Елисей невольно рассмеялся, хотя и вышло невесело. Если где случались неучтенные стрелы али патроны — Волк их немедленно пускал в дело. Патроны выстреливал до последнего, ни с кем не делился, а на стрелы приглашал товарищей, да и пускали их, пока последнюю не теряли.

Пришлось Мирославу и Елисею идти с дружинниками, удаль молодецкую показывать. То сквозь кольцо стрелу пустить, то в полете одну другой расщепить. И если Мир и был на Глинского зол, он того не выдавал. Спиной к спине с ним становился и по мишеням, что отроки круг них быстро переносили, стрелял. И меньше обычного хмурился, краями губ дергал — улыбку изображал. Не смеялся, нет. Чтобы Мирослав Игоревич смеялся, того в дружине никто не слыхал. Дружинники и радовались — хоть не матом смотрит, окаянный, а тот уж месяц как его все кругами обходят.

Из гомона и хохота товарищей Елисей и ускользнул, не попрощавшись. Хмельные воины и заметили то не сразу, а Мирослав, хоть и видел, а молчал.

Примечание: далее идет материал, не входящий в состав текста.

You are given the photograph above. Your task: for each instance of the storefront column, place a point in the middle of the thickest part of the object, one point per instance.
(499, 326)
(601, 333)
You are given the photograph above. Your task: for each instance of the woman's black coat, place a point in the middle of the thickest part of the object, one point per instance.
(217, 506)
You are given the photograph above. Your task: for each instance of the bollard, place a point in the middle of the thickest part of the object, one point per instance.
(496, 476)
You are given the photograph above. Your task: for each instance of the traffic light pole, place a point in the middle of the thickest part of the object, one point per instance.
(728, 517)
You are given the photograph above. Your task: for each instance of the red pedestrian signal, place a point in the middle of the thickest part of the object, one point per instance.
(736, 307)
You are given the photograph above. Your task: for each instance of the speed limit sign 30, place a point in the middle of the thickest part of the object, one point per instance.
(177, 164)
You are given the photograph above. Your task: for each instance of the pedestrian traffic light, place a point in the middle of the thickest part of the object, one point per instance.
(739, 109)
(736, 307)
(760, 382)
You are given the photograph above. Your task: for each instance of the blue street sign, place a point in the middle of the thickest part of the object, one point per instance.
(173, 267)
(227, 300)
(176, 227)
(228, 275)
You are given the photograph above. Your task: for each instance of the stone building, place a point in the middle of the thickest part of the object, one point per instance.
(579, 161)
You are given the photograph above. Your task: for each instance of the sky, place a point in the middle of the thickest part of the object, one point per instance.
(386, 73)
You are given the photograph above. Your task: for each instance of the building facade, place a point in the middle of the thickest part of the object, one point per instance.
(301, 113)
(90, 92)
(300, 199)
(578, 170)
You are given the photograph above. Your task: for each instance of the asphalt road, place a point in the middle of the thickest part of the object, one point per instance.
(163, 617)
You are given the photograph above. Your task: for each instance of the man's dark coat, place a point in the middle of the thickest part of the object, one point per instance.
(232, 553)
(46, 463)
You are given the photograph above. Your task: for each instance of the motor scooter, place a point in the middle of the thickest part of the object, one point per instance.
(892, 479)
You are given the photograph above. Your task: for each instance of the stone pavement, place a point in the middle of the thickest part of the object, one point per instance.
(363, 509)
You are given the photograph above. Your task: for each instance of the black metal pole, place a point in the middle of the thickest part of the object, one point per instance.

Ещё не все стрелы были пущены да расщеплены, когда к Соколовичу прибыл гонец из штаба. Передал две бумаги — приказ лично надзирателю и собственно документ, о котором в приказе речь шла. Приказ Мирослав прочитал дважды, а во второй документ смотрел, как баран на новые ворота смотрит, и думал о том, что совершенно, ни капли не готов был заниматься этим делом прямо сейчас. Хотелось снова на вышитые простыни, и чтобы спать до дня проверки в каземате.В приказе ему дали на решение вопроса две недели, и уж за пару дней, пока он выспится и перестанет говорить рыком, ничего не изменится. Потом вспомнил, с кем ему предстоит за этот документ бодаться, и передумал. Плюнул, вздохнул, отдал арбалет первому попавшемуся отроку и отправился в коммуналку.